Global sporting goods company adidas tonight defended the price of its replica All Blacks jerseys as "absolutely fair and reasonable".
On TVNZ's Close Up programme adidas New Zealand manager David Huggett apologised to fans for the distraction the furore over the price of the jerseys has caused.
And managing director for the Pacific Greg Kerr said the company would not be cutting its prices.
The company had no control over the suggested retail price, and its pricing had not changed for three years, he said.
"If we look at our wholesale pricing, we believe that is fair and reasonable. The New Zealand dollar and the way it has moved has had a major impact as far as our pricing is concerned."
Earlier the company drew a gentle chiding from Prime Minister John Key who said he didn't want to tell adidas them how to run its business -- but "when you're in the hole, you should stop digging".
Adidas has come under widespread criticism from sports fans, former All Blacks and politicians.
Major sports stores including Rebel Sport yesterday slashed the price of two replica jerseys, after failing to persuade the company to drop its wholesale price.
Mr Key today said he did not want to tell adidas how to run its business, but added New Zealanders wanted to wear the jersey and were offended they could be bought cheaper online.
"The actions by Rebel Sport show you how sensitive people are and how much they want to embrace the World Cup," he said.
"I think realistically, I've always found when you're in the hole, you should stop digging."
Mr Key said adidas seemed to be selling to one market at a different price to another.
"Now Rebel Sports have taken the view they're going to eliminate their margin to effectively negate that.
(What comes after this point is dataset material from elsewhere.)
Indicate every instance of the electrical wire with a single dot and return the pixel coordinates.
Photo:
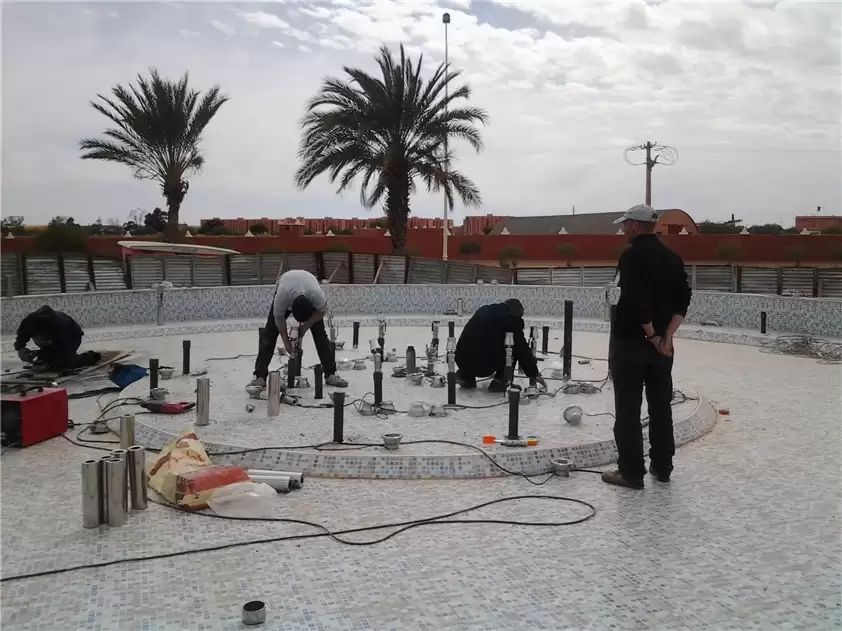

I guess it's a matter for adidas to make peace with their suppliers.
"But I think it's a shame that the New Zealand public are getting caught up in the middle of all this."
New Zealanders took a lot of pride from the jersey and wanted to support the All Blacks, but also wanted to pay a fair price.
New Zealand Rugby Union chief executive Steve Tew today said adidas was right not to drop the wholesale price.
"Not once they put it in the market, they've got a pricing strategy, it's very comprehensive ... anything they decide in New Zealand has to stick with their strategy in other markets and it's not as simple as looking at one pocket problem and dealing with it in isolation," he told Radio Sport.
"They've got to consider a wider range of issues and in the end we've said to them 'we don't expect you to tell us how to play test matches, we'll keep an eye on how things are going with our brand but ultimately the distribution and sale of our product in New Zealand is your expertise and we'll let you do it'."
Adidas was "in a very difficult position" as it could not openly criticise its retailers or release commercially sensitive information, Mr Tew said.
Meanwhile, sales of the replica jerseys have leapt following the price cut.
Rebel Sport owner Rod Duke today said there had been a noticeable increase in sales.
"They've gone particularly well, we announced it (the price drop) at 11 o'clock yesterday and through all Rebel Sport stores trading is very brisk."
The retailer knocked $50 off the price of the rugby World Cup replica All Blacks jersey, taking it to $170, while the standard All Blacks replica jersey was $30 cheaper at $149.50.
The row was sparked after the two shirts were listed on the www.worldrugbyshop.com website at US$89.99 ($110) and US$79.99 ($97.85) respectively, plus shipping.
Stirling Sports and Champions of the World matched the price cut by Rebel Sport, but Champions of the World managing director Gary Marshall said they would not be making a profit on the jerseys.
Mr Duke yesterday said he was upset adidas had refused to reduce its price.
"We happen to believe that this jersey belongs to the New Zealand public," he said.
"They don't own it. We all do. We cannot have a situation where New Zealanders would pay more for All Black jerseys than almost any other country in the world."